Progression d'un groupe de patients souffrant de dysrégulation émotionnelle mais hétérogène en termes de diagnostic, bénéficiant du programme de groupe DBT
Progression d'un groupe de patients souffrant de dysrégulation émotionnelle mais hétérogène en termes de diagnostic, bénéficiant du programme de groupe DBT
Promoteur : Centre Hospitalier Universitaire de Saint Etienne
Titre et résumé traduits de l’anglais par le portail, à partir de la fiche publiée par le registre source, le 13 septembre 2026. Traduction automatique, sans relecture médicale : elle ne modifie ni n’interprète le contenu ; en cas de doute, le texte original fait foi.
Texte original (anglais)
Progression of a Group of Patients Suffering From Emotional Dysregulation But Heterogeneous in Terms of Diagnosis, Benefiting From the DBT Group Programme.
Progression of a Group of Patients Suffering From Emotional Dysregulation But Heterogeneous in Terms of Diagnosis, Benefiting From the DBT Group Programme.

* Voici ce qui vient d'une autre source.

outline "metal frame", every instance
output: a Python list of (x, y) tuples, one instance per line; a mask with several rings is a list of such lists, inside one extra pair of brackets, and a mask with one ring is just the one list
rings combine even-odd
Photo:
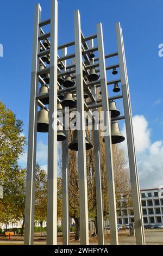
[[(145, 236), (143, 226), (142, 214), (141, 207), (141, 198), (139, 184), (137, 167), (134, 145), (131, 110), (129, 92), (126, 63), (123, 41), (122, 29), (119, 23), (116, 23), (116, 35), (118, 51), (104, 55), (104, 48), (102, 26), (101, 23), (97, 25), (97, 34), (85, 38), (81, 31), (80, 17), (79, 10), (74, 11), (74, 41), (58, 46), (58, 1), (51, 1), (51, 19), (41, 21), (41, 9), (39, 4), (36, 5), (34, 34), (33, 42), (33, 65), (31, 78), (29, 126), (28, 137), (28, 151), (27, 176), (27, 193), (26, 204), (26, 222), (24, 243), (33, 244), (35, 183), (37, 132), (37, 107), (43, 107), (49, 112), (49, 132), (48, 147), (48, 204), (47, 204), (47, 244), (57, 244), (57, 97), (58, 93), (71, 90), (76, 92), (77, 98), (77, 107), (71, 111), (77, 110), (80, 113), (82, 130), (78, 131), (78, 172), (79, 183), (80, 203), (80, 243), (89, 245), (88, 230), (88, 206), (87, 191), (86, 158), (85, 150), (85, 131), (84, 110), (89, 112), (91, 117), (94, 118), (94, 153), (95, 167), (96, 171), (96, 190), (97, 201), (97, 214), (98, 231), (98, 244), (104, 245), (103, 212), (102, 192), (101, 184), (99, 131), (97, 120), (93, 117), (93, 112), (99, 107), (103, 107), (105, 117), (108, 121), (109, 133), (105, 137), (105, 147), (107, 182), (108, 187), (109, 216), (110, 224), (111, 245), (118, 245), (117, 223), (116, 207), (116, 199), (114, 170), (112, 164), (111, 127), (111, 120), (125, 119), (131, 189), (133, 197), (134, 210), (135, 215), (136, 242), (138, 245), (145, 245)], [(42, 27), (51, 25), (51, 31), (45, 33)], [(46, 50), (41, 40), (50, 38), (48, 40), (51, 49)], [(93, 39), (97, 38), (97, 46), (93, 45)], [(89, 42), (89, 45), (87, 41)], [(44, 51), (40, 52), (40, 44)], [(75, 52), (67, 54), (67, 47), (74, 45)], [(62, 50), (62, 56), (58, 54), (58, 50)], [(83, 53), (82, 51), (83, 50)], [(90, 59), (91, 51), (98, 53), (97, 58)], [(42, 62), (41, 57), (47, 54), (51, 55), (50, 67), (47, 68)], [(105, 66), (105, 59), (118, 56), (119, 63)], [(66, 65), (66, 60), (76, 58), (76, 64)], [(83, 58), (84, 61), (83, 60)], [(41, 61), (45, 68), (43, 71), (39, 70), (39, 62)], [(61, 74), (58, 74), (58, 62), (62, 62), (64, 69)], [(99, 67), (97, 72), (100, 74), (100, 80), (93, 82), (85, 82), (83, 77), (83, 65), (88, 70), (93, 66)], [(114, 68), (120, 68), (121, 77), (119, 79), (108, 81), (106, 71)], [(70, 68), (71, 71), (68, 70)], [(40, 75), (43, 73), (50, 74), (49, 93), (38, 96), (38, 84), (45, 84)], [(57, 92), (58, 77), (66, 75), (68, 72), (73, 74), (76, 79), (76, 86), (69, 88), (62, 88), (59, 85), (60, 89)], [(89, 72), (88, 72), (89, 74)], [(108, 97), (108, 86), (116, 82), (121, 82), (122, 95)], [(97, 99), (96, 89), (101, 87), (102, 99)], [(89, 101), (84, 100), (84, 90), (90, 97)], [(49, 109), (42, 103), (41, 99), (49, 96)], [(124, 115), (110, 119), (109, 114), (109, 100), (123, 98)], [(66, 109), (65, 109), (65, 111)], [(53, 127), (54, 129), (53, 129)], [(67, 135), (67, 132), (65, 131)], [(68, 202), (68, 142), (62, 142), (62, 188), (63, 188), (63, 245), (69, 244), (69, 202)]]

Human beings experience emotions and have the ability to manage them, but when these abilities are undermined by mental illness, the result is emotional dysregulation. Borderline patients (1 to 4% of the population) suffer from this symptom and can benefit from a specific therapy: DBT (Dialectical Behaviour Therapy; Linehan, 1993). Created specifically for this condition, DBT significantly reduces emotional dysregulation, a dimension at the root of behavioural disorders that is known to be poorly relieved by drug treatments. The DBT group training programme offers patients the opportunity to learn and practise emotional regulation skills. Four types of skills are taught skills: mindfulness, interpersonal skills, emotional regulation and and distress tolerance. This therapy is part of the psychiatric care, in which patients take responsibility in their own care. There are many studies showing the effectiveness of DBT and its programme with borderline patients. But there are other pathologies concerned by emotional dysregulation: thymic disorders in particular bipolar (1 to 2.5%), addictive disorders (8 to 10%), eating disorders (ADD, 10%), post-traumatic stress disorder (PTSD, 2%).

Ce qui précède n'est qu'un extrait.